The InterQual and Milliman criteria offer additional advice to support inpatient admission for pneumonia, including failure of effective outpatient treatment at 24 to 48 hours, respiratory rate greater than 30 breaths per minute, involvement of two or more lobes, and pulse oximetry on room air of less than 89%. Management of inpatients is typically expected to include intravenous antibiotics, continuous or periodic pulse oximetry, supplemental oxygen if saturation is less than 92%, supportive respiratory modalities and therapy if needed, maintenance of hydration, and cultures of blood and sputum. Sepsis is common in patients with pneumonia and is also a clear indication for inpatient care if specifically diagnosed and documented (see the January 2011 Coding Corner column for more).

Abnormal cardiac rhythm

Admissions for abnormal cardiac rhythm, both tachyarrhythmia and bradycardia, are quite common. However, Medicare and other payers insist that many of these patients can be observed for 24 hours to have rate control achieved and myocardial infarction ruled out if necessary and can then be sent home for further outpatient management.

Some simple clinical guidelines may help in making a reasonable decision about whether to admit a patient. If these criteria are not met, it's probably best to assign the patient to observation status so a more informed decision can be made over the next 24 hours.

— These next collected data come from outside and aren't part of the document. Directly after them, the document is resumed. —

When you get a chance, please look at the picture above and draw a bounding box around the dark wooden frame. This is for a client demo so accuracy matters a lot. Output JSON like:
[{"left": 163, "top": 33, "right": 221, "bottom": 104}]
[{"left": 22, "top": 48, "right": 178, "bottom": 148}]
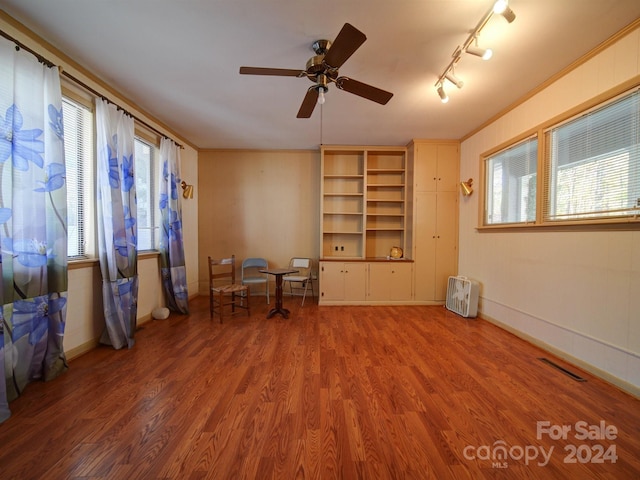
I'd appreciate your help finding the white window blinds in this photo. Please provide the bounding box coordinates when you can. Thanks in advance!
[544,89,640,222]
[62,97,93,258]
[484,137,538,225]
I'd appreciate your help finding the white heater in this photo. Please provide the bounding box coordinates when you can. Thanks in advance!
[446,276,479,318]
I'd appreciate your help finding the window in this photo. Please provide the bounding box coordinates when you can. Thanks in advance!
[544,90,640,222]
[62,96,94,258]
[134,136,158,251]
[484,137,537,225]
[482,86,640,228]
[63,94,159,258]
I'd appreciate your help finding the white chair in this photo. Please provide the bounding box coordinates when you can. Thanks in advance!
[241,257,269,304]
[283,257,314,306]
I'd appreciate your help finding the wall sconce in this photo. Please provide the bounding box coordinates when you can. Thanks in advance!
[460,178,474,196]
[181,180,194,199]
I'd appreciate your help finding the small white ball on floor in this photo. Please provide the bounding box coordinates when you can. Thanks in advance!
[152,307,170,320]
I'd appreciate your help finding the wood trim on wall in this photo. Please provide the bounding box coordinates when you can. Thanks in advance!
[461,17,640,142]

For tachyarrhythmia, the criteria are as follows:

  • atrial fibrillation or flutter, or paroxysmal supraventricular tachycardia (PSVT) greater than 120 beats per minute (bpm) unresponsive to effective treatment in the emergency department (with or without intravenous medication);
  • atrial fibrillation or flutter, or PSVT less than 120 bpm if intravenous medication is required while hospitalized or
  • paroxysmal ventricular (or “wide-complex”) tachycardia.

For bradycardia, the criteria are third-degree block, or bradycardia less than 60 bpm if any of the following are present:

  • systolic blood pressure < 90 mm Hg, or
  • syncope, or
  • second-degree block (Mobitz Type II), or
  • documented pause >3 seconds or
  • junctional escape due to digitalis toxicity.


Inpatient medical necessity is defined by a severity of illness and intensity of services that can only be provided safely and effectively to an inpatient. Industry-standard medical necessity guidelines provide screening criteria for inpatient care, but physician judgment and decision making take precedence if consistent with accepted professional practice guidelines. Clinically validated decision tools, like the PSI, are the most authoritative resources available to physicians for deciding inpatient versus outpatient management.

When the case for inpatient medical necessity is weak, it may be prudent to use observation care before finalizing an admission decision, especially if advice from case management will be available.